I split these into the string_geometry_parser and file_geometry_parser because they do different tasks: one takes a file and produces an object that knows how to produce the desired scaling and cropping arguments (lets call this the transformation), and another produces an object that is passed to the transformation.
With that small but powerful change out of the way I took a look at paperclip-extended. This is an old gem; many of these extensions have been rolled into Paperclip by now. The only thing that was impossible without monkey patching was the extended interpolations. For example, normally you can have a file path like /system/images/:rails_env/:id/i:basename.:extension and the :rails_env, :id, :basename, and :extension will be replaced with proper values—but it was impossible to add new interpolation values, such as :normalized_basename (removing non-alphanumerics).
The fix for this (7478455) is similar to that for geometry parsing: pass a custom interpolator to the Attachment through has_attached_file:
has_attached_file :avatar,
:interpolator => InterpolatorWithNormalization.new
This change takes place in the Attachment class.
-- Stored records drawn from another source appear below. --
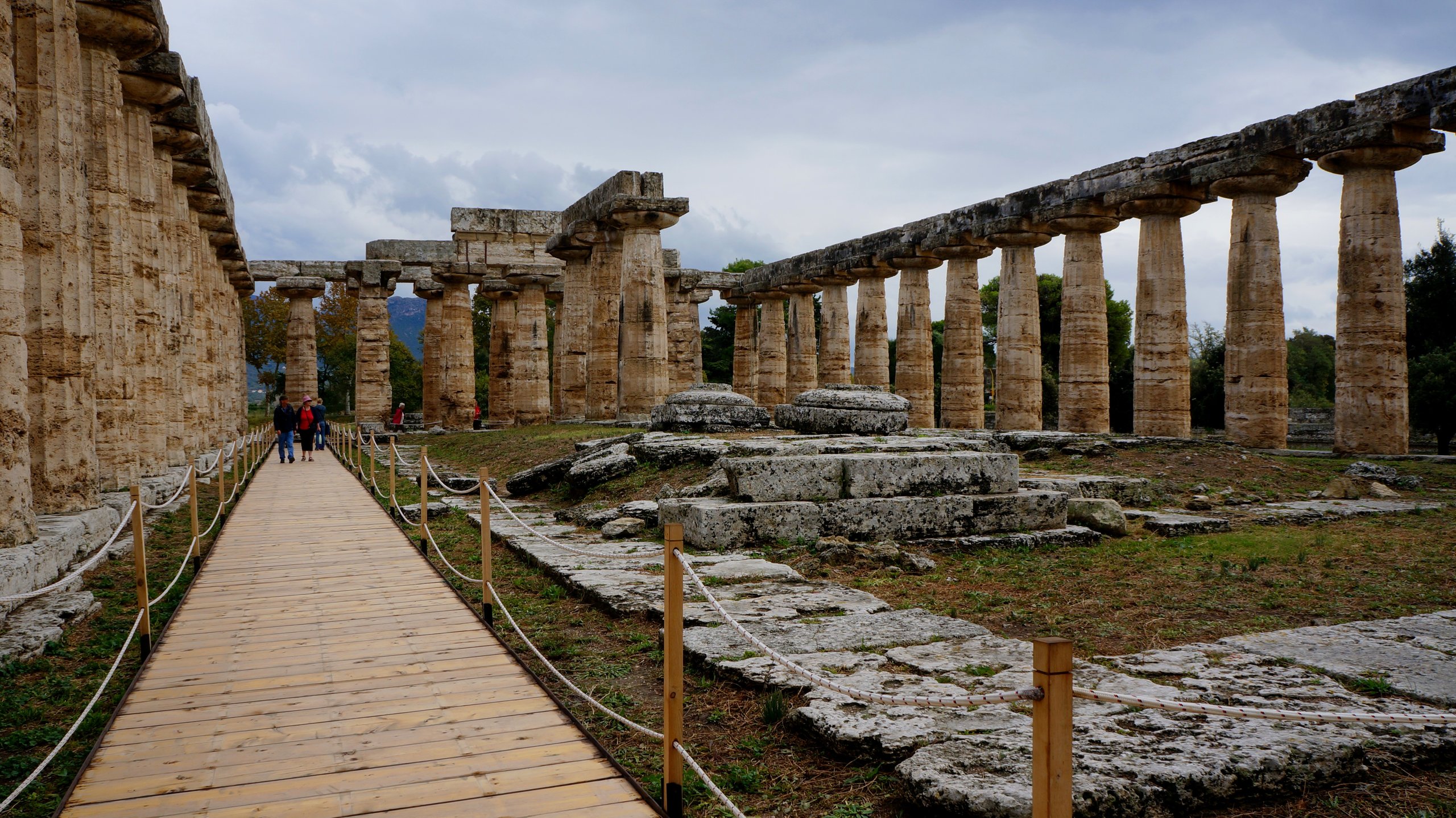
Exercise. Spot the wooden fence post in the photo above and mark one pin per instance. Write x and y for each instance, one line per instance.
(1052, 728)
(487, 608)
(139, 558)
(672, 671)
(424, 499)
(197, 543)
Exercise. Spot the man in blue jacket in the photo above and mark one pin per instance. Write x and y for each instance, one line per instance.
(284, 421)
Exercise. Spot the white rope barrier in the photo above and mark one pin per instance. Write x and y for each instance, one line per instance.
(35, 773)
(1261, 712)
(1027, 693)
(562, 546)
(708, 782)
(564, 680)
(441, 484)
(177, 494)
(85, 567)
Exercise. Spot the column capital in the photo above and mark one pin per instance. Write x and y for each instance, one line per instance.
(300, 287)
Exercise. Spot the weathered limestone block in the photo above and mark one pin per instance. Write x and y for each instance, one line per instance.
(1256, 379)
(845, 410)
(871, 328)
(432, 369)
(871, 475)
(1082, 394)
(772, 351)
(372, 391)
(303, 353)
(833, 351)
(1018, 332)
(801, 342)
(16, 511)
(708, 408)
(48, 139)
(744, 347)
(1161, 387)
(1372, 402)
(915, 360)
(963, 366)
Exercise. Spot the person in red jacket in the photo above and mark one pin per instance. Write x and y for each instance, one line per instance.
(306, 428)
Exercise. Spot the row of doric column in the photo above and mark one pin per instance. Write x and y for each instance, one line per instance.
(120, 268)
(774, 358)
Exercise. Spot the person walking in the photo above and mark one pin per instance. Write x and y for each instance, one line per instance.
(284, 423)
(321, 427)
(306, 428)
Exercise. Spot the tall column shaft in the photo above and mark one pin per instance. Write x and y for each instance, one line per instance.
(871, 332)
(1018, 341)
(915, 356)
(746, 347)
(833, 356)
(605, 272)
(501, 398)
(643, 377)
(432, 370)
(458, 357)
(1372, 400)
(1161, 366)
(59, 288)
(529, 373)
(772, 354)
(801, 345)
(1083, 392)
(963, 367)
(16, 513)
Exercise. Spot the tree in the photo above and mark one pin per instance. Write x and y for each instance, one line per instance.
(337, 338)
(1311, 369)
(718, 344)
(1430, 296)
(1206, 376)
(1433, 395)
(266, 334)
Before:
module Paperclip
class Attachment
def interpolate(pattern, style_name = default_style)
Paperclip::Interpolations.interpolate(pattern, self, style_name)
end
end
end
After:
module Paperclip
class Attachment
def initialize(name, instance, options = {})
@interpolator = (options[:interpolator] || Paperclip::Interpolations)
end
def interpolate(pattern, style_name = default_style)
@interpolator.interpolate(pattern, self, style_name)
end
end
end
Again, a straight-forward change that makes this class easier to test and also adds more extensibility.
This is dependency injection. It is a very boring and simple principle that goes like this: abstract out class names where possible. This gains you both ease of testing and straight-forward hooks for extensibility.
You just saw two examples of it from a real project, so I’ll follow it up with an example from nothing:
Before:
class Car
def gas
puts "Vroom putter putter putter"
end
def brake
puts "screeeetch!"
end
end
After:
class Car
attr_accessor :engine
def initialize(engine)
@engine = engine
end
def gas
engine.go!
end
def brake
engine.stop!
end
end
This gains you testing ease:
describe Car do
let(:engine) do
Class.new do
def go!
@has_gone = true
end
def stop!
@has_stopped = true
end
def has_gone?
@has_gone
end
def has_stopped?
@has_stopped
end
end.new
end
subject { Car.new(engine) }
it "goes" do
car.gas
engine.should have_gone
end
it "stops" do
car.brake
engine.should have_stopped
end
end
… and flexibility:
yuppie = Person.new(:car => Car.new(HybridEngine.new(:diesel => 40, :electricity => 60))
bro = Person.new(:car => Car.new(V12Engine.new(:mpg => 2))
Now you get to use this. Things you can do:
Net::HTTP use a passed-in object; same for any credit card processing, Tweeting, file-writing, logging, and so on.